In this blog post series, we’ll feature contributing authors from our new anthology, Alcott’s Imaginary Heroes: The Little Women Legacy. Today we’ll catch up with Marlowe Daly, who teaches literature, writing, and humanities at Idaho’s Lewis-Clark State College.
Marlowe Daly reads Little Women at the Spalding site of Nez Perce National Park near her home in Idaho. Photo by Anahi Galeano.
If the March sisters were employed where you work, what would their jobs be?
Although Jo and Meg do some teaching, I can’t really picture either of them working at the college where I teach. I’m happy to say that my colleagues are deeply devoted to teaching and make great efforts to continually improve their pedagogy and practice. Meg and Jo, on the other hand, seem to lack a passion for teaching. Even later on, in Little Men and Jo’s Boys, Jo seems more interested in the duties that happen outside the classroom at Plumfield than she is in academic lessons. If I were to choose any of the characters for my colleagues, I think I’d prefer John Brooke, Friedrich Bhaer, or Marmee. They all seem more devoted to teaching; as a result they develop their own innovative methods and achieve some great successes with their pupils.
Amy goes to Europe, Jo goes to New York . . . where did your pivotal “coming of age” moment take place?
When I was a college student, I was fortunate enough to have the opportunity to study abroad in Seville, Spain, for a semester. After finishing the semester, I spent several weeks traveling around Europe with a backpack and very little money. This was in the days before cell phones or laptops, so I carried around a fat guidebook (I believe it was Let’s Go, Europe!) wherever I went. I’ve loved many parts of my education, but I think my time in Spain taught me more than any other experience. There is nothing like living in another culture to teach a person to perceive and value differences between individuals and communities. Living in a country where I had to speak in a language other than my native language led me to a deep appreciation for the nuances of language and a greater understanding of the challenges of communication. Traveling alone taught me to be confident and independent. I still enjoy traveling solo. Like Jo, Amy, and Laurie, I experienced difficulties when I left the comforts of home, but these difficulties inspired self-reflection and offered some very humbling opportunities for personal growth.
Jo has both a writing space and a “scribbling suit” in the book. What does your writing space look like? What’s your favorite scribbling suit?
It depends what I am writing. Poems I tend to write by hand in a little journal. I write them wherever I happen to be when I get an idea: on my couch, in bed, in the car (but not while driving), or at a coffee shop. I do the first revision in the journal before typing the poem on my computer. If I’m working on an article or something scholarly, though, I like to be in my office. I usually sit on a big rubber ball, and I might bounce around a bit while I’m thinking through an idea.

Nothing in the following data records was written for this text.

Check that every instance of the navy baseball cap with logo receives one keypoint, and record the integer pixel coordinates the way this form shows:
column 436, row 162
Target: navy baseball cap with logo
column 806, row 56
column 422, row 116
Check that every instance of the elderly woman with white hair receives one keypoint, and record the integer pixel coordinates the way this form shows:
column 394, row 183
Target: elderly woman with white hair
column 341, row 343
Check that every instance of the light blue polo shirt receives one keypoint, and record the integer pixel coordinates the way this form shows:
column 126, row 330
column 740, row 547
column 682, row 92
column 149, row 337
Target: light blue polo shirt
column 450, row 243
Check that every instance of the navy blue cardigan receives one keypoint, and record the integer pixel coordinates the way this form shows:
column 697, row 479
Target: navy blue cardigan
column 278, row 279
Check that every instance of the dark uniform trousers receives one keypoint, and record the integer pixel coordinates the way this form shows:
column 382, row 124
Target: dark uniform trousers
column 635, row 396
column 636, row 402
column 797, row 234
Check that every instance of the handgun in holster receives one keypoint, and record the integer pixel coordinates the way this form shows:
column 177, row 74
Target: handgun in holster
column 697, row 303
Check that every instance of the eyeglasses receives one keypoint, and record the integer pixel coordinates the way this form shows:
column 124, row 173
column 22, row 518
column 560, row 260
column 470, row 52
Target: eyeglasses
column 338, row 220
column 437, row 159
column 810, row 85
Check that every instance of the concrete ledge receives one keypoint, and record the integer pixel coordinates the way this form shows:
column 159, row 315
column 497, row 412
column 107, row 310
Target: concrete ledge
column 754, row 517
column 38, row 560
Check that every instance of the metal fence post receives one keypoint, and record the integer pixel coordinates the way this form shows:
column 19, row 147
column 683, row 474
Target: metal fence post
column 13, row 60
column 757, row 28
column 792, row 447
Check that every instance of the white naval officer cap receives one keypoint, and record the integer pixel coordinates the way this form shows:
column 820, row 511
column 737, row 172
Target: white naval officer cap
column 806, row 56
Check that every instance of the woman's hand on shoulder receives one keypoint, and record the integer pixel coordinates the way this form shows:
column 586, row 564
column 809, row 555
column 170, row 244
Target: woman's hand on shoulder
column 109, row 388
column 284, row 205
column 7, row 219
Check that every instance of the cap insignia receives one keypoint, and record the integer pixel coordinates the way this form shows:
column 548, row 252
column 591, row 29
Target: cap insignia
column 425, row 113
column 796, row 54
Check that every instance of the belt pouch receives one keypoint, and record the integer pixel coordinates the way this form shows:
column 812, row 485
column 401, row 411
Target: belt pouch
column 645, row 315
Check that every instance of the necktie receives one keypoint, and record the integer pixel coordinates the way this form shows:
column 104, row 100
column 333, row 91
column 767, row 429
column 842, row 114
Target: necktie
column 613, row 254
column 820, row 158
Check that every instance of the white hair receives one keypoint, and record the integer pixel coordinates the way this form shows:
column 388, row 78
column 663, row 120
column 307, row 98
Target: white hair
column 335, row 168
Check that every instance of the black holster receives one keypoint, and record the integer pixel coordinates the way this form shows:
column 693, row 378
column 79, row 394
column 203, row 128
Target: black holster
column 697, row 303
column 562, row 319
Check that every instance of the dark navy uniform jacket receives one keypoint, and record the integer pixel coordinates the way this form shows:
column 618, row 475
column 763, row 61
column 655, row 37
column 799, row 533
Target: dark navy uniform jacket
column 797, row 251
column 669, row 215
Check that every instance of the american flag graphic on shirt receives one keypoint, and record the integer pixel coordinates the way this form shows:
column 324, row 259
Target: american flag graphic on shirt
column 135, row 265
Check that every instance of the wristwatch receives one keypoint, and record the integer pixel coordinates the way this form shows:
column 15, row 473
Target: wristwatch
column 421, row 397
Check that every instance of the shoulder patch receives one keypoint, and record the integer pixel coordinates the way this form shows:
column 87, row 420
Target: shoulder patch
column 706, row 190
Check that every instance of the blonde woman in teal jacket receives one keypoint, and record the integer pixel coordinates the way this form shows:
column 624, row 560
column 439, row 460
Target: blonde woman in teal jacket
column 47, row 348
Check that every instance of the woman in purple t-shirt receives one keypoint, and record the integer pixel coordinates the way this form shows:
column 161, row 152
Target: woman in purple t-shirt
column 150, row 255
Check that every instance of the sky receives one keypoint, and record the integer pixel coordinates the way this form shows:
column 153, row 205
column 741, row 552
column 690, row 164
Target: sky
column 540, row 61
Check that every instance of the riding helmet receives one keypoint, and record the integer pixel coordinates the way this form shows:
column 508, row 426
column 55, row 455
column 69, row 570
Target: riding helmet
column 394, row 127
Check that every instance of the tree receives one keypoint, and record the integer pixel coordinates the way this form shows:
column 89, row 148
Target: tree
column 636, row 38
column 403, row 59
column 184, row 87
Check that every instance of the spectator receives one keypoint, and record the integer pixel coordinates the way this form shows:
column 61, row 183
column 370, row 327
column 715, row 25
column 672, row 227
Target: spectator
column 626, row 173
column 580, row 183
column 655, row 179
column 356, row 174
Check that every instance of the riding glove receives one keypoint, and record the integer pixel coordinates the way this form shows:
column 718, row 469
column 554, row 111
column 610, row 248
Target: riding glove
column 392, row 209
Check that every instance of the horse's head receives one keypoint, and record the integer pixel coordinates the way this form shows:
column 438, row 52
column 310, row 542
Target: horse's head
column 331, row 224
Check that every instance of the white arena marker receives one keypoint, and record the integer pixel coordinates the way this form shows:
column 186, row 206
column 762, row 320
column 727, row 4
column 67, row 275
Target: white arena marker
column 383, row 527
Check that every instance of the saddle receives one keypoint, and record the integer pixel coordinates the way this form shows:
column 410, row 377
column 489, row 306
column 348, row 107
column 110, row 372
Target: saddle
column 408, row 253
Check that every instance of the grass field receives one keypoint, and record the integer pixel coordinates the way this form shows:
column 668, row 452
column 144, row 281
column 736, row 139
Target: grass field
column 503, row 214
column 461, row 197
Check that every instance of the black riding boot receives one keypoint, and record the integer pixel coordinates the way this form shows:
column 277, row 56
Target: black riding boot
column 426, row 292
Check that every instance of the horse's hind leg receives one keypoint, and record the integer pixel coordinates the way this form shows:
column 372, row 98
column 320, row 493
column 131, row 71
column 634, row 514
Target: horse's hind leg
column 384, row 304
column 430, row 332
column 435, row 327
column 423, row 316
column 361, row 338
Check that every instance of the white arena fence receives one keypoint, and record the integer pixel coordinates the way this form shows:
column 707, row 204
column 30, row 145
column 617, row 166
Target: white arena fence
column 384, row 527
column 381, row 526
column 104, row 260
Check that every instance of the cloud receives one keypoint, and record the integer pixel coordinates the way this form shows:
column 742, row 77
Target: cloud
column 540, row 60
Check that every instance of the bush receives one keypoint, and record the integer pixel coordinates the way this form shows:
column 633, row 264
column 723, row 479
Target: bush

Sometimes I wear earplugs to turn my focus inward. My desk is always cluttered and there are normally tall stacks of papers and books around me. I like to look out the window and at my bookshelves as I work. I keep photos of family, friends, former students, pets, and favorite authors around me, but sometimes I can’t even see them because my piles are too tall. About twice a year, I put everything away and enjoy the orderly splendor of a bare desk. My desk usually doesn’t stay clean for much more than a week, and I think I probably do my best writing when it’s at its messiest. My favorite scribbling suit is anything that involves “soft pants” with no buttons or zippers.
Tell us about the sisters, or sister figures, in your life.
My sister Kendra is the coolest. She’s a couple years younger than me, and she has lived in Australia, the Philippines, China, England, and India. She’s an incredible teacher, literacy coach, and curriculum developer. She’s ridiculously good at everything. She’s one of those enviable women who run in races and always remembers their reusable bags, and on top of that, she’s bighearted, generous, and funny. When we were younger, I was the uptight one and she was really relaxed. As we’ve gotten older, she’s become a little more disciplined and I’m more laid back. We’ve both found a comfy middle place.
Marlowe Daly teaches American literature, writing, and interdisciplinary humanities
classes at Lewis-Clark State College. She lives with her family in Lewiston, Idaho, where she devotes large amounts of her time to walking along the Snake River with her dog. She has spent years thinking about Louisa May Alcott’s fascination with the problems of being a professional woman writer in the nineteenth century. Marlowe’s work has been published in ESQ, Pedagogy in American Literary Studies, The Blue Hour, Northern Cardinal Review, and Bone Parade.